Out of the Garrett

Peter Cooley Professor of English, Tulane University

Some people think of the poet as a solitary soul, inhabiting an attic, lines of poetry bursting from head to paper. That’s not me! I’ve gone on record numerous times talking about my writing practice, which means working every day, most of what I write landing in the delete box of my computer.

I’ve always been interested in ekphrastic poems, poems written in response to works of art, whether painting, sculpture, photography or film. My first book of ekphrastic poetry, The Van Gogh Notebook, was written entirely in New Orleans, using books from Howard Tilton. But thanks to funding from Tulane, I’ve been writing poems face-to-face with original works of art. I’ve received grants from the Center for Scholars, the Dean’s office, the English Department and a research fund which accompanies my position as Senior Mellon Professor in the Humanities.

There I was in France, speaking French—but never to the satisfaction of the natives. I was able to navigate my way to the spectacular Rodin Museum and to the artist’s country estate at Meudon. At the Museum, I sat in front of The Age of Bronze for hours, then went to the café mentioned to fiddle further with the poem. I did about twenty more drafts in my hotel room.


WRITTEN IN A CAFÉ, BOULEVARD DE LA TOUR, PARIS AFTER VIEWING RODIN’S The Age of Bronze

Once we, too, were so young, one of the gods,
we thought, lifting one arm above our head,
defying other gods to take us on.

Then the years came, thirty, forty, fifty.
After fifty, everyone is mortal.

But in my room I can assume his pose.
No one but you, reader, knows my secret.
I turn back time. I become a statue.
This is what poetry does: it always lies.

Lift your right arm up above your head.
suspend us while you take on your new age.

This instant you are twenty, all things possible—


But sometimes my subject matter, even when I am pursuing a work of art or architecture, is the all-too-human. As this next poem demonstrates, the speaker is not much interested in the palace and monastery outside Madrid he has come to visit. He finds himself fascinated by his fellow tourists.


El Alcazar in Segovia

Following too closely, the cobblestone street
echoing my feet, they were always there,
the threesome, all about twenty, two girls,
a guy, all blond, all very good-looking
in a chic, well-dressed, MTV kind of way,
always there, every turn.

When I look back,
there they are always, almost on my heels,
our route to the castle one burning ascent,
the Spanish sun relentless in its gaze.
A threesome, I thought: he has a good time
for sure, and then: you’re a pathetic fool.

Next: vertigo at the ticket window.
The guy—cool shades, nose ring, earring, teased hair,
turned back from the window, began to sign.
The girls signed back. It must have been assent.
They entered the castle. I lost all three.

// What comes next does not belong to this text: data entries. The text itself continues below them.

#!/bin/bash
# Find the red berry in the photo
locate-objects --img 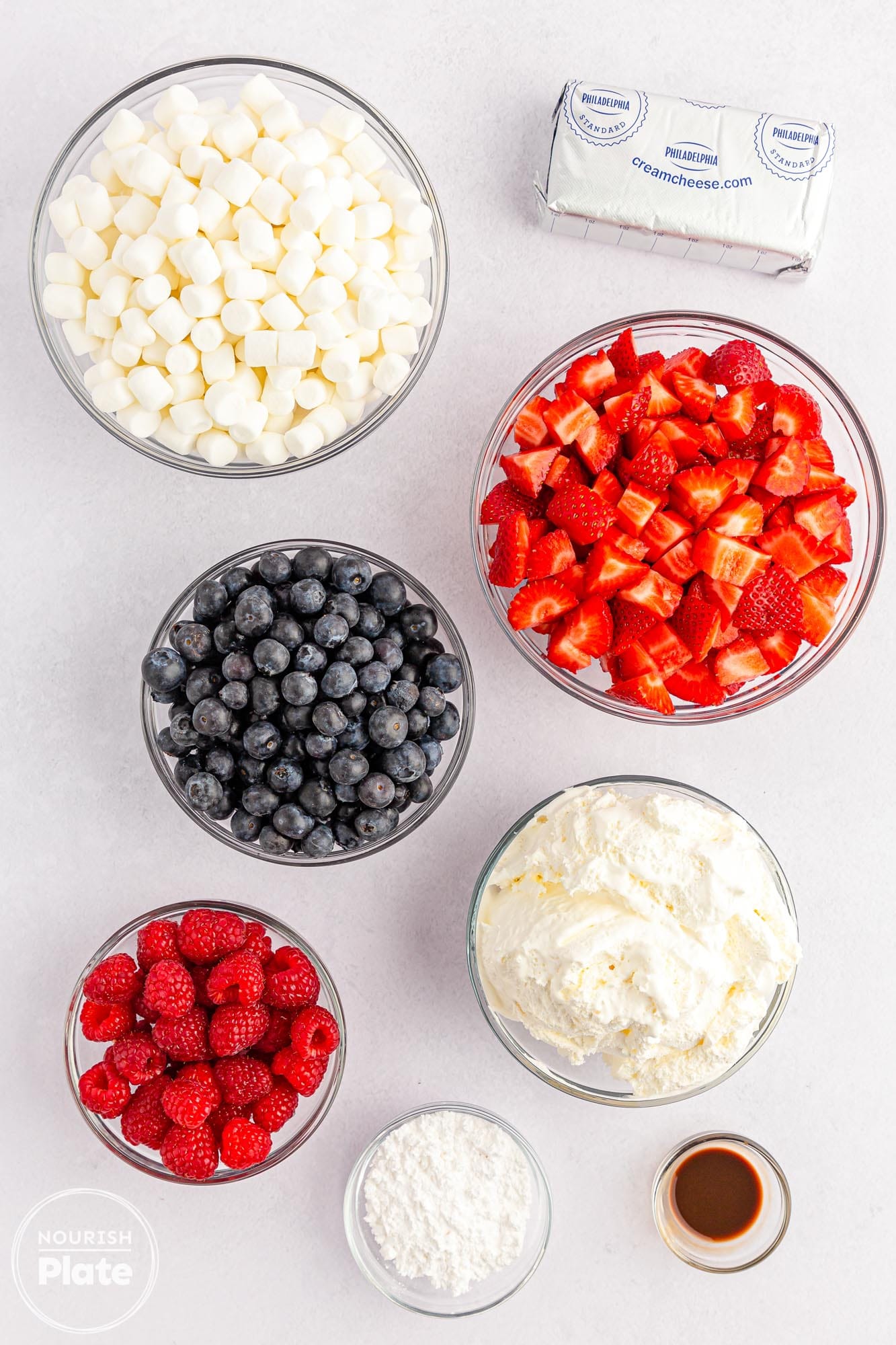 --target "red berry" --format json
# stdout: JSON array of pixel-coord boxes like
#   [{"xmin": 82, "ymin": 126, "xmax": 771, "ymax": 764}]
[
  {"xmin": 220, "ymin": 1116, "xmax": 270, "ymax": 1169},
  {"xmin": 161, "ymin": 1124, "xmax": 218, "ymax": 1181}
]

But I still hear them, turning a corner.


I am hoping to put many of my ekphrastic poems together into a book in the near future. Already, I have traveled to Amsterdam and Leiden for Rembrandt, to Paris for Rodin and to Rome and Florence for Michelangelo. Last summer, I wanted to add a woman artist, one who had spent much time in Europe since that is where my other artists worked. The natural choice was Mary Cassatt. Soon, I was on my way to Paris, where she lived most of her life.

I loved Young Woman Sewing In a Garden for its composition and color but was stymied by attempting to write from it. Then I remembered how much I liked Browning’s My Last Duchess in high school: I would write a dramatic monologue in which Cassatt herself speaks. I started writing the first draft of this poem in an overcrowded room of The Louvre, where I told myself I was like visual artists who still come to copy the great Masters.

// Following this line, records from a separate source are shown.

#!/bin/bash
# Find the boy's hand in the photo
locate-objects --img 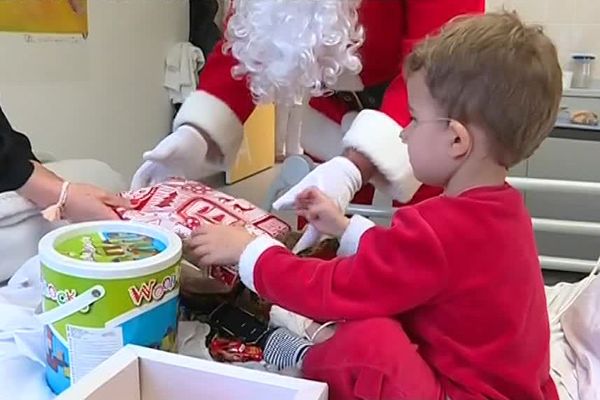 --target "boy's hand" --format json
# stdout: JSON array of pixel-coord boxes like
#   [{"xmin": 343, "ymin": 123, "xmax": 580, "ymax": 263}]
[
  {"xmin": 295, "ymin": 188, "xmax": 350, "ymax": 237},
  {"xmin": 183, "ymin": 225, "xmax": 254, "ymax": 265}
]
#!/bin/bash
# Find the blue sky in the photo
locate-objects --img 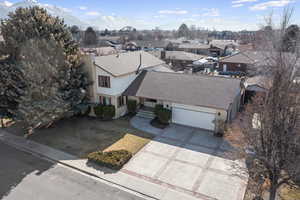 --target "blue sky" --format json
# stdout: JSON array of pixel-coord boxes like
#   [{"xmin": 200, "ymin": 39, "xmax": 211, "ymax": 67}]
[{"xmin": 4, "ymin": 0, "xmax": 300, "ymax": 30}]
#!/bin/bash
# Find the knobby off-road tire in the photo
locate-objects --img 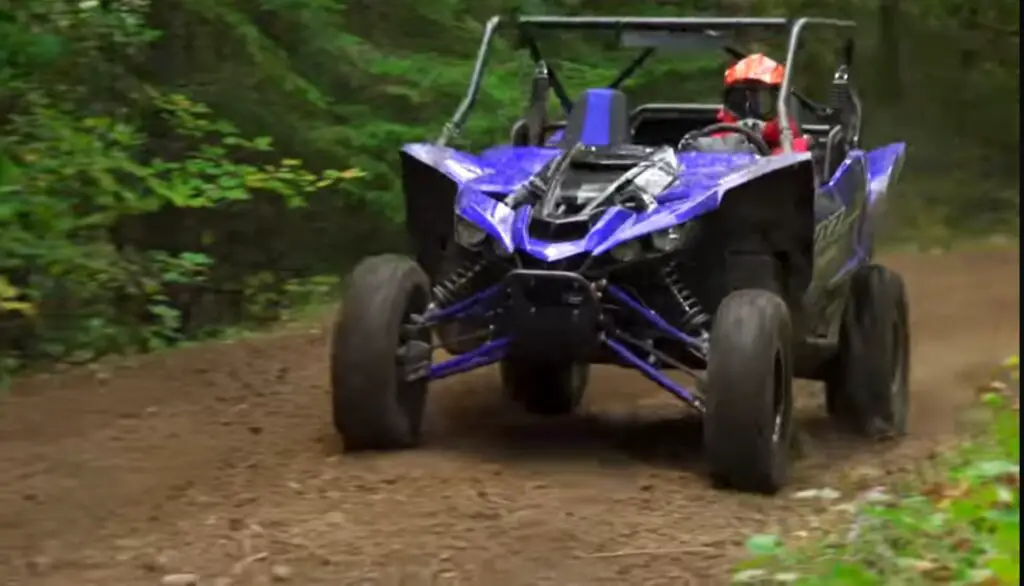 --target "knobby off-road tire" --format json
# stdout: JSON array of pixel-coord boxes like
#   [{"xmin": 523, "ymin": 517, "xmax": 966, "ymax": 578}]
[
  {"xmin": 331, "ymin": 254, "xmax": 430, "ymax": 451},
  {"xmin": 500, "ymin": 359, "xmax": 590, "ymax": 415},
  {"xmin": 825, "ymin": 264, "xmax": 910, "ymax": 440},
  {"xmin": 703, "ymin": 289, "xmax": 793, "ymax": 494}
]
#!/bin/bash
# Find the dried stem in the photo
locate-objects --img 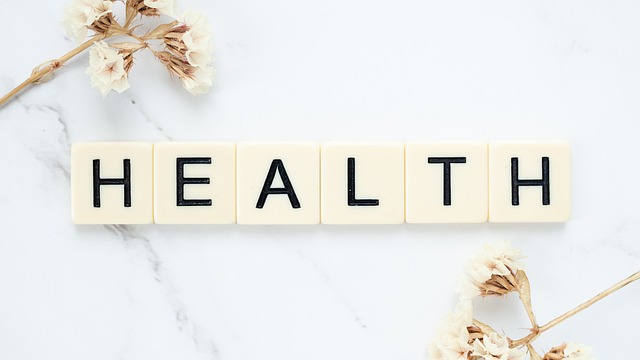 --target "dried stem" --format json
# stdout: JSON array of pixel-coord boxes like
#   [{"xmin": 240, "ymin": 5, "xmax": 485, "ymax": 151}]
[
  {"xmin": 0, "ymin": 34, "xmax": 110, "ymax": 107},
  {"xmin": 510, "ymin": 271, "xmax": 640, "ymax": 347},
  {"xmin": 540, "ymin": 271, "xmax": 640, "ymax": 332}
]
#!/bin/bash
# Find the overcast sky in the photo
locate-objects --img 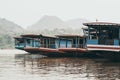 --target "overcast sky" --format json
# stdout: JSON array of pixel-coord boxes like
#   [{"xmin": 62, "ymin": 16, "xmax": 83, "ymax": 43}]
[{"xmin": 0, "ymin": 0, "xmax": 120, "ymax": 27}]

Young Woman Sewing in a Garden

Reader, enter this painting. I have stilled
the woman’s gaze, her sewing and her hands—
mine, Mary’s—one moment for your eyes.
Hush. Find this resting place within yourself.

Whatever object she is sewing, diaphanous,
nothing but light, filling the picture plane,
and this young woman’s quiet—nothing else seizes it.
I knew that object once. Now you tell me what it is.

Read in such concentration as your gaze,
fixed on the hands, their laboring white space,
reveals to us. I’m giving her to you.
We’re sewing now, admit it, stitch by stitch.

These orange geraniums our audience,
we’re almost done. Or have we just begun?


My ekphrastic poems and my exciting travels led me to apply for and receive an ATLAS Grant two years ago. I drove around Louisiana, interviewing people about the effects of Katrina and the oil spill on their lives. I’ve written 196 pages of a manuscript I need to hone down substantially. But that’s a separate story of poetry-on-location.